African governments warned about dangers of counterfeit drugs and asked to act

African governments have been called upon to rise up to the dangers posed by fake drugs in their countries and act to curb it. In a press release copied to ghanabusinessnews.com, ENACT, the European Union-funded project says substandard and fake medicines pose a significant threat to Africa.

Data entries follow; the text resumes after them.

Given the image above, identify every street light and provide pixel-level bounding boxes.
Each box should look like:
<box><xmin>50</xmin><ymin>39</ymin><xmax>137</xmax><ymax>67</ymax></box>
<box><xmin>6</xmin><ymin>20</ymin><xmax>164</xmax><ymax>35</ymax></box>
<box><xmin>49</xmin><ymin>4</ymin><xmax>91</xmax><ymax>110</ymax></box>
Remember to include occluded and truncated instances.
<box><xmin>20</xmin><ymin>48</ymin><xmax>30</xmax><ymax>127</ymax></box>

ENACT builds knowledge and skills to enhance Africa’s response to transnational organised crime.

It pointed out that fake drugs contribute to the global threat of drug-resistant illness and undermine Africa’s ability to achieve the Sustainable Development Goals (SDGs).

“They often have a tragic impact on individuals in need of effective antimalarials, antibiotics and other medicines,” the release said.

Citing the a report on the subject, ENACT said a dearth of information makes it difficult to accurately assess the scope of the problem and formulate appropriate responses, indicating that it has been estimated that, worldwide, the counterfeit drug market is worth up to $200 billion – making it the most lucrative sector in illegally copied goods.

It further noted that globalisation has made it harder to regulate, track and quality assure medical products. Medicines are manufactured, printed and shipped to and from a number of countries. Fraud can occur at any point in the supply and distribution chain, it said.

According to the study, the trade in counterfeit medicines fuels a lucrative criminal economy, however, it found that processes for checking the quality of pharmaceutical products are neither systematic nor consistent in Africa.

It said regardless of the size of the market, the findings clearly show that the poorest and most vulnerable populations suffer the most. Citing the World Health Organization (WHO) statistics, it said 42 per cent of detected cases of substandard or falsified pharmaceuticals occurred in Africa. The London School of Hygiene and Tropical Medicine says that fake malaria drugs cause up to 158 000 deaths every year in sub-Saharan Africa, it added.

Commenting, Robin Cartwright, lead author of the policy brief titled The rise of counterfeit pharmaceuticals in Africa said, “In Africa, the domestic pharmaceutical market is growing quickly. This creates new opportunities and challenges for the continent. Currently, only 37 out of 54 African states have some level of pharmaceutical production, but as new, legitimate firms enter these markets, so will additional counterfeiters.”

ENACT is urging other African nations, like Nigeria to enact legislation that criminalises the manufacture and sale of counterfeits. Legislation should also provide clear authority and responsibility for the investigation, detection and seizure of counterfeit products. Given their ability to authenticate drugs in the supply chain, track-and-trace systems of the type officially sanctioned and used in EU and USA have shown great potential to thwart the penetration of counterfeits, it added.